This is a calculus problem in disguise. I'm guessing you're in Precalculus or an introductory calculus class. I'll try to make the definition as painless as possible.
The last time you probably saw the phrase rate of change in mathematics was back in Algebra 1 (or an equivalent) where you were discussing the concept of "slope" with respect to linear equations. In the same vein, this problem is asking for you to find an "average rate of change" by doing the exact same thing as what you did back when you were in Algebra 1.
If you recall, the function for rate of change was:
m = (y2 - y1) / (x2 - x1)
Where you had two points, (x1, y1) and (x2, y2). In this case they're asking for the same exact thing, except our points have now become (x, f(x)) and (x+h, f(x+h))

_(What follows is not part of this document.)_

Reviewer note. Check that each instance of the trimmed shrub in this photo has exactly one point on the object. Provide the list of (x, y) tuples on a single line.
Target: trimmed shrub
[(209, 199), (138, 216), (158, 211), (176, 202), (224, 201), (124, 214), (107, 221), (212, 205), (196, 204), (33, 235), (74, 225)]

So with those substitutions in mind, we get the following slope equation:
m = (f(x+h) - f(x)) / (x+h - x)
I'm going to simplify this now on the bottom of this fraction before I continue the problem further:
m = (f(x+h) - f(x)) / (h)
We now do a substitution of x+h into f(x) and x into f(x)
f(x+h) = 2(x+h)^2 + 1 and f(x) = 2(x)^2 + 1
m = (2(x+h)^2 + 1 - (2(x)^2 + 1)) / h
I'm going to drop the 1s in this case, they cancel out
m = (2(x+h)^2 - 2(x^2)) / h
m = (2 * (x^2 + 2xh + h^2) - 2(x^2)) / h
m = (2 * (x^2 + 2xh + h^2 - x^2)) / h
m = (2 * (2xh + h^2)) / h (by the way, here's where you stop if it's not guaranteed that h is not 0)
m = 4x + h
That's your answer. As to why this delves into calculus, here's the long and short of it:
Finding the instantaneous rate of change of a curve is done by performing the algebra as seen above to whatever function you're given, then reducing h to 0 using a limit. Obviously mathematics doesn't like you dividing by zero, but taking the limit as you approach a value of 0 is approaching infitesmal quantities of "h", which allows us to drop it. In the above example, the overall derivative would be dy/dx = 4x.
This is not the last time you will see the limit definition of a derivative, they use this quite often until they eventually feel confident in your algebra abilities to give you the shortcuts.